Unfortunately, there’s no shortage of obscure public investments where people can lose lots of money. Options are a classic example. Leveraged ETFs are another. There are many more.
The idea that the SEC should limit access to hedge funds, private equity, and startups is antiquated. A modern approach could simply put the burden on the entity seeking investments. Access to investors with net worth less than $100k could simply require extensive disclosure.

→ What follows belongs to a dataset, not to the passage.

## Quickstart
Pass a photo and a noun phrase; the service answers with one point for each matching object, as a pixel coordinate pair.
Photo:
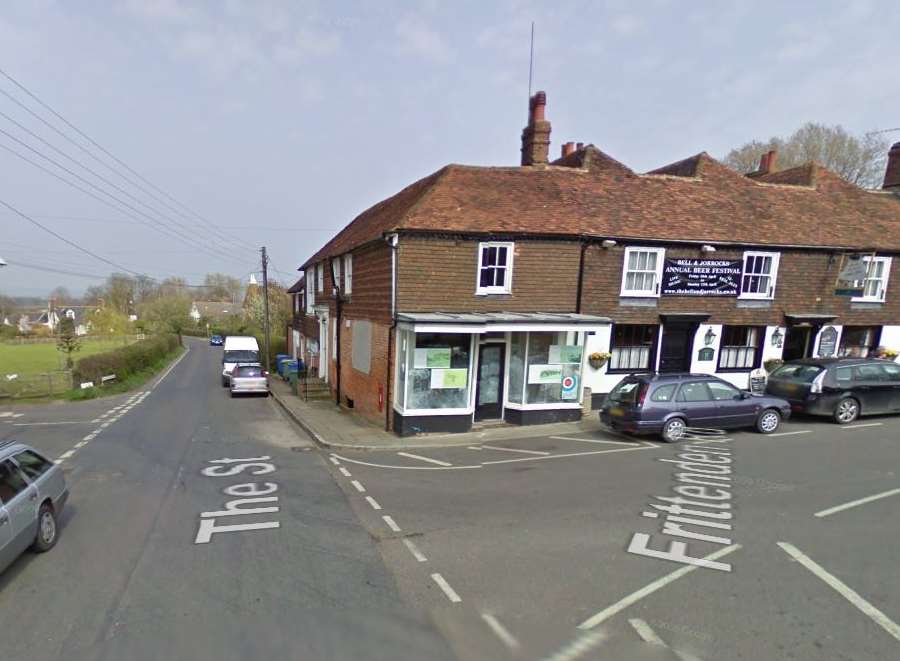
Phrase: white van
(244, 350)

Many people would lose money investing in things they know nothing about but this would not be meaningfully different from our current situation.
> Private markets don't have these regulations because the assumption is that past financial success is indicative of financial sophistication. It doesn't prevent fraud, but at least it helps reduce the likelihood of success.
I don't know how any of this works but my kneejerk reaction is Maybe private markets should have these regulations as well? If a company can't follow these regulations maybe they have no business raising cash in the first place.
But isn't it also the SECs job to punish those who commit fraud against investors?
In my mind it is like the NYPD making it illegal to walk down the street at night unless you are 6'2" or above, or have trained in martial arts. After all, there are a lot of people out there who would want to take advantage of a weaker, easier target. And it also just happens to make the NYPDs job easier.
There's a strong financial incentive for the market to lobby for regulations that reduces the amount of competition it experiences when making investments. Keeping out mom and pop investors until you've extracted most of the growth is a very effective strategy to keep prices for good investments down.
Public companies have regulations that help prevent such fraud by requiring things such as audits by third party accounting firms, and regulating how these audits may be performed. Such regulations came about specifically as the result of fraud committed by the owners and directors of companies.
Private markets don't have these regulations because the assumption is that past financial success is indicative of financial sophistication. It doesn't prevent fraud, but at least it helps reduce the likelihood of success.
If you start making private markets open to everyone, then there's no reason to differentiate between public and private markets anymore. Companies will go back to all being "private" because there are fewer regulations, then there will be another Enron, and a subsequent shift towards regulation to prevent another such scandal.